La ciudad sufre también de ese problema. Han creado un paseo marítimo con algunos jardines. El mar y los volcanes siempre rodeando todo al fondo. La isla gana en belleza en la distancia larga y en la corta es incapaz de disimular el maltrato de sus habitantes. Y sin embargo, pese a eso, el sitio tiene algo especial, auténtico. Atravesamos de día y de noche su descuidado mercado, con sus olor a pez seco que solapa el de las frutas y especias.
No es temporada de cosecha y no hay montículos con canela y pimineta a la venta. Es un mercado humilde, dejado, donde se venden palanganas, carnes recién abiertas, frutos secos, peces secos y chiles verdes y rojos. De vez en cuando nos llega, eso sí, el inconfundible olor del durian, esa fruta de sabor a melaza y olor a calcetín usado y húmedo que en el sudeste asiático adoran.

Todo ese ajetreo se acaba nuestra última noche en la isla. Ha empezado ese día el Ramadán tras ponerse el sol. Muchos puestos cierran esa primera semana de su fiesta sacra. Nosotros cenamos por menos de dos euros un arroz con huevo y plátano frito en un chiringuito frente al mar. Y mientras charlamos, bebemos un agua y nos comunicamos por señas con la camarera, entiendo que ese lugar es un viejo viaje. Uno de esos sitios en el globo donde aún el viajero es un extraño.
“Aquellos hombres con ojos de color de gato”, fue como el cronista maluco Iman Ridjali de Ambon describió a los primeros europeos
Me siento feliz en Ternate, en Molucas, con la emoción que genera venir a contemplar un pasado que aún permanece vivo. Un lugar donde los locales aún te ven con los ojos de felino como lo hacían hace cinco siglos: “Aquellos hombres con ojos de color de gato”, fue como el cronista maluco Iman Ridjali de Ambon describió a los primeros europeos que allí llegaron, explica la obra “Una alianza en el mar de Célebes”.

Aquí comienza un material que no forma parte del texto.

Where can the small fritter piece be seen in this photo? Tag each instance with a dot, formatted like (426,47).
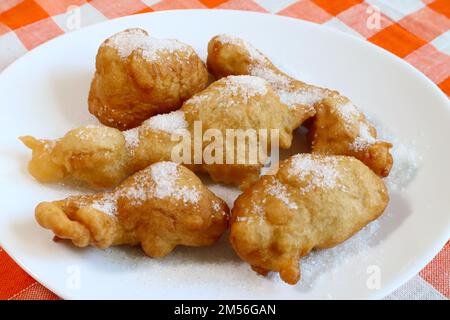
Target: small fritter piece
(160,207)
(340,128)
(228,55)
(312,202)
(138,76)
(103,156)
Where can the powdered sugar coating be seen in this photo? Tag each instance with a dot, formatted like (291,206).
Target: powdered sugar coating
(126,42)
(106,204)
(364,140)
(252,51)
(247,86)
(349,113)
(279,191)
(318,172)
(165,174)
(131,138)
(171,122)
(352,117)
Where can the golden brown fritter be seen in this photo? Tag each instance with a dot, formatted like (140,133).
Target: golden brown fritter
(103,156)
(160,207)
(230,55)
(340,128)
(138,76)
(312,202)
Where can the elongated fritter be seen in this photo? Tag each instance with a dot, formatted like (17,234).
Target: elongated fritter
(337,126)
(312,202)
(234,106)
(160,207)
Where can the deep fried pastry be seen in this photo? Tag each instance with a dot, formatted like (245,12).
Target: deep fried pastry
(160,207)
(340,128)
(138,76)
(312,202)
(103,156)
(229,55)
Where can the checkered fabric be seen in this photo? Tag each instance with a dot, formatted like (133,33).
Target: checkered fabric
(416,30)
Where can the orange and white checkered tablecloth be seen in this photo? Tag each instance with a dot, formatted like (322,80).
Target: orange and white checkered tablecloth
(417,31)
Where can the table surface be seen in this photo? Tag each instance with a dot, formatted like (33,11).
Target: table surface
(417,31)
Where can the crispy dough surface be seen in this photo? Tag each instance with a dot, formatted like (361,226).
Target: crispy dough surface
(160,207)
(312,202)
(103,157)
(137,77)
(358,138)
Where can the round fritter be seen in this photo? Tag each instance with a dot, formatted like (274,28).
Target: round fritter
(138,76)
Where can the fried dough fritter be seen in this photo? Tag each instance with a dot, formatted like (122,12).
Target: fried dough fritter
(332,133)
(103,156)
(138,76)
(340,128)
(160,207)
(312,202)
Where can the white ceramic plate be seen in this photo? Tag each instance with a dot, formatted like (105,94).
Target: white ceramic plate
(45,93)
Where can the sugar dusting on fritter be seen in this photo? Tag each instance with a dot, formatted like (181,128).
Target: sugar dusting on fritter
(127,41)
(165,175)
(279,191)
(319,172)
(306,96)
(244,87)
(159,181)
(253,52)
(170,122)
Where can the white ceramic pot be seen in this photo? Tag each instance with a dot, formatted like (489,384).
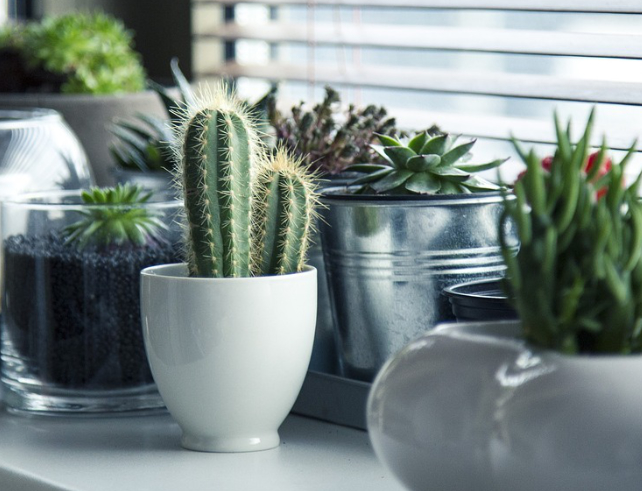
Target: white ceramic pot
(471,406)
(228,355)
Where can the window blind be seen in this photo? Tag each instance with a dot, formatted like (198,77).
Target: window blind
(484,68)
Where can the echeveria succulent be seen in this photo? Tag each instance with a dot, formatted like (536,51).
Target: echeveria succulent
(428,163)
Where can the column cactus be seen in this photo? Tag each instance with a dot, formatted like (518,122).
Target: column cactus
(217,149)
(231,230)
(283,215)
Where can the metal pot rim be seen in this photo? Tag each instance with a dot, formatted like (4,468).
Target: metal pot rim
(341,194)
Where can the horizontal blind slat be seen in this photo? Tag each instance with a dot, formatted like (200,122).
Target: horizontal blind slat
(494,127)
(441,38)
(459,82)
(588,6)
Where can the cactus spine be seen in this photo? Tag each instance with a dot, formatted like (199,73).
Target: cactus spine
(231,230)
(283,215)
(217,159)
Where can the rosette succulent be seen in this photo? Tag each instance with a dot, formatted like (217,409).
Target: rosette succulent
(428,163)
(115,216)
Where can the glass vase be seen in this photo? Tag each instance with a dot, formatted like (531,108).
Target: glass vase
(71,330)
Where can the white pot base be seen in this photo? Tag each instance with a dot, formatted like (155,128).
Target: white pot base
(262,441)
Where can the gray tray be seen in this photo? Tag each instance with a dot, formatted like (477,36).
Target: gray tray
(334,399)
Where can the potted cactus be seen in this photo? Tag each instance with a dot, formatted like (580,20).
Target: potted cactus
(71,335)
(553,401)
(413,224)
(239,315)
(82,65)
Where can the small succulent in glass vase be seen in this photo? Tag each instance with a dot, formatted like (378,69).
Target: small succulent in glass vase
(72,306)
(576,281)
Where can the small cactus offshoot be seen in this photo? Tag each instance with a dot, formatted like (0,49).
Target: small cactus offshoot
(428,163)
(227,182)
(117,216)
(576,281)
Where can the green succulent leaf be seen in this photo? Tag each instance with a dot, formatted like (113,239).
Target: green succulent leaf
(481,167)
(366,167)
(436,145)
(423,183)
(379,174)
(451,173)
(422,163)
(456,153)
(391,181)
(476,183)
(388,141)
(417,142)
(448,187)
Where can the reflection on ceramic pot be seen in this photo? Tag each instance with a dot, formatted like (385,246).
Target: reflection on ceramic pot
(229,355)
(71,334)
(388,259)
(472,406)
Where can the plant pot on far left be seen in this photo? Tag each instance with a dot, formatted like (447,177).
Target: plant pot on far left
(71,334)
(229,355)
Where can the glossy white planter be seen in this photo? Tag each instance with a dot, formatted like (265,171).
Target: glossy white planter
(472,407)
(228,355)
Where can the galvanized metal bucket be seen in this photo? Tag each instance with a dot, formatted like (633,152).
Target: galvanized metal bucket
(388,259)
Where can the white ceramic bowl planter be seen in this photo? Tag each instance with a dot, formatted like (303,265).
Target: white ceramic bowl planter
(473,407)
(229,355)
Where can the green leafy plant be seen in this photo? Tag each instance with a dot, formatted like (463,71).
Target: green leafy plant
(576,281)
(327,138)
(428,163)
(247,213)
(146,143)
(116,217)
(75,53)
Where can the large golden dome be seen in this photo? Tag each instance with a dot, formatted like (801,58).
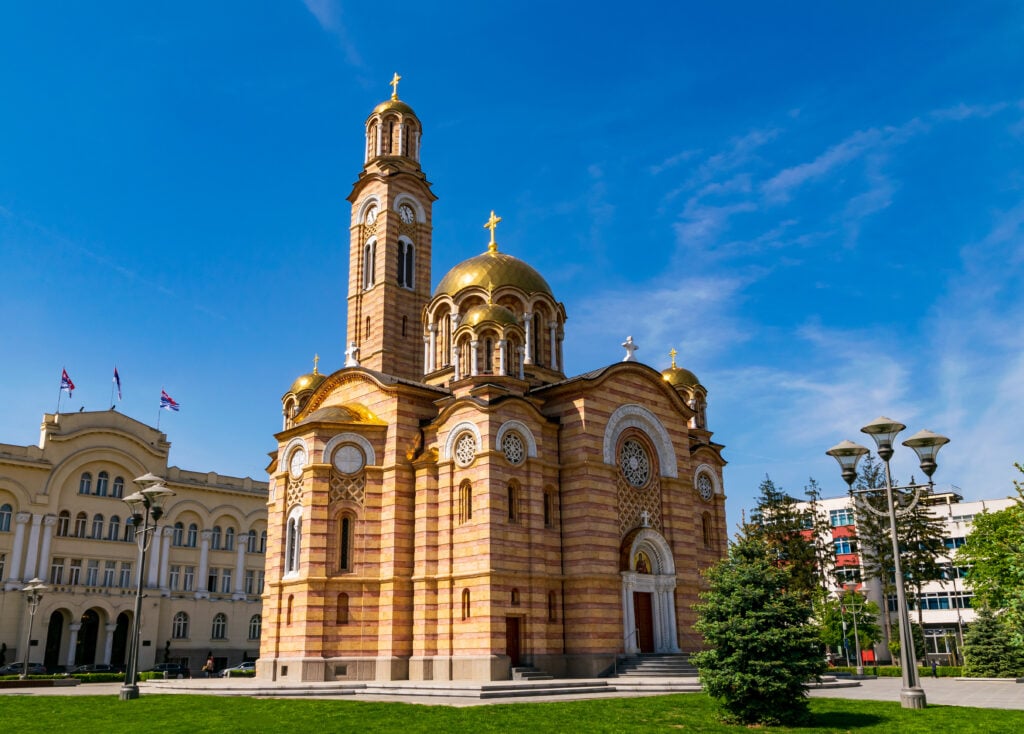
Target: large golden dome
(493,270)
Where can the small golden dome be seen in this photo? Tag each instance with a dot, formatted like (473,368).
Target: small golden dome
(493,269)
(489,312)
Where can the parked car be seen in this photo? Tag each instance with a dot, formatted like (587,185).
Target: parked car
(171,670)
(241,667)
(16,668)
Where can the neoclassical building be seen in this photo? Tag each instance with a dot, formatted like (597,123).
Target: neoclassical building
(450,504)
(62,520)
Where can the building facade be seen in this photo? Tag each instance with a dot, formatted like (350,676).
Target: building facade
(450,504)
(944,606)
(62,520)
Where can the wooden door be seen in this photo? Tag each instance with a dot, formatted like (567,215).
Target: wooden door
(645,620)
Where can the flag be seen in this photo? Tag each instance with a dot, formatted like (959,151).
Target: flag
(66,383)
(167,402)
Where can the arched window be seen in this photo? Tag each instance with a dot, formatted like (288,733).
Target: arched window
(219,629)
(179,628)
(345,543)
(369,263)
(293,542)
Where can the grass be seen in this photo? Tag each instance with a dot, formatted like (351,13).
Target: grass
(687,713)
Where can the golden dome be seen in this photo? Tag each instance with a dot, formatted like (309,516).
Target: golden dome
(493,270)
(489,312)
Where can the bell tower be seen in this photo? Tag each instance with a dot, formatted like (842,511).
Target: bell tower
(389,245)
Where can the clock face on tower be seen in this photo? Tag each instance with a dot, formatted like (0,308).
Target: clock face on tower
(297,462)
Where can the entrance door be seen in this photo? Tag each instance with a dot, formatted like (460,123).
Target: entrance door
(645,620)
(512,639)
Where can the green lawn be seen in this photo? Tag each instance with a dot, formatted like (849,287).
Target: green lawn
(688,713)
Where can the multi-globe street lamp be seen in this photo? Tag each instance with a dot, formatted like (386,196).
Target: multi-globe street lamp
(146,508)
(33,595)
(926,444)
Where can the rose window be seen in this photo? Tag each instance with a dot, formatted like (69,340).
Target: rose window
(635,464)
(465,449)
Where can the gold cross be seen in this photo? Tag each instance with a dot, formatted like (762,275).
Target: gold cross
(492,225)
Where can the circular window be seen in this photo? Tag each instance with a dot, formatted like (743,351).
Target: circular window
(348,459)
(635,463)
(465,449)
(705,486)
(513,447)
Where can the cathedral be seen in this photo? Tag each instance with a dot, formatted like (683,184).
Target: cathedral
(450,504)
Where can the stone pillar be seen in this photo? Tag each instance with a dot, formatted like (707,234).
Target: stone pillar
(14,575)
(204,565)
(72,643)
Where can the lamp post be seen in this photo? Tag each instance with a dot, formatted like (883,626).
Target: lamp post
(33,595)
(145,504)
(926,444)
(853,600)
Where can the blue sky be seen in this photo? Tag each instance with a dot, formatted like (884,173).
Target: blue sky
(821,207)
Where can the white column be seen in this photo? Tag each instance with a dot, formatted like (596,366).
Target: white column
(204,565)
(32,552)
(44,557)
(109,643)
(165,561)
(14,575)
(527,319)
(72,643)
(240,572)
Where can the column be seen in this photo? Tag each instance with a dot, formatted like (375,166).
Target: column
(204,565)
(32,552)
(72,643)
(14,575)
(44,557)
(165,561)
(109,643)
(527,319)
(240,572)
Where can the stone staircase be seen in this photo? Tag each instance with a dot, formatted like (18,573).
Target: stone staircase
(656,665)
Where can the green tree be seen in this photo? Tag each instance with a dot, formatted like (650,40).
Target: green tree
(762,649)
(995,551)
(988,649)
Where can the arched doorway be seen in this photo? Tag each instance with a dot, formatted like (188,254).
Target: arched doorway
(85,651)
(54,633)
(120,647)
(648,594)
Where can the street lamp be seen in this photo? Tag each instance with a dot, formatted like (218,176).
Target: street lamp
(853,600)
(926,444)
(144,504)
(33,595)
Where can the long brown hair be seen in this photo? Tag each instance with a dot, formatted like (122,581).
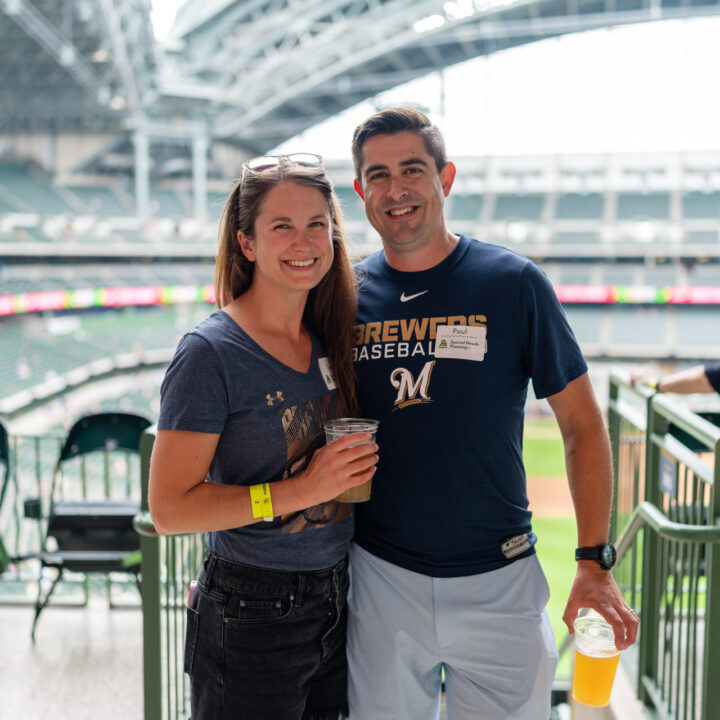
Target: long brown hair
(332,304)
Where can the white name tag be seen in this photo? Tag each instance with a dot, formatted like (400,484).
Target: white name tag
(327,373)
(464,342)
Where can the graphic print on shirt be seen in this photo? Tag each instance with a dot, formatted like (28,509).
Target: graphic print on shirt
(411,338)
(302,425)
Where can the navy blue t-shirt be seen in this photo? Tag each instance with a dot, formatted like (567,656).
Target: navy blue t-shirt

Esa última noche duermo muy mal. Me levanto con las mezquitas tocando arrebato. Salgo a mi terraza cuando clarea y veo las islas de Tidore y Maitara… Amanece y veo altos sus volcánicos pináculos verdes, y el mar quieto, y nubes sin tierra. Y huelo a especias. Ahora sí. Las huelo sin que huela absolutamente a nada porque nada allí se entiende sin ellas.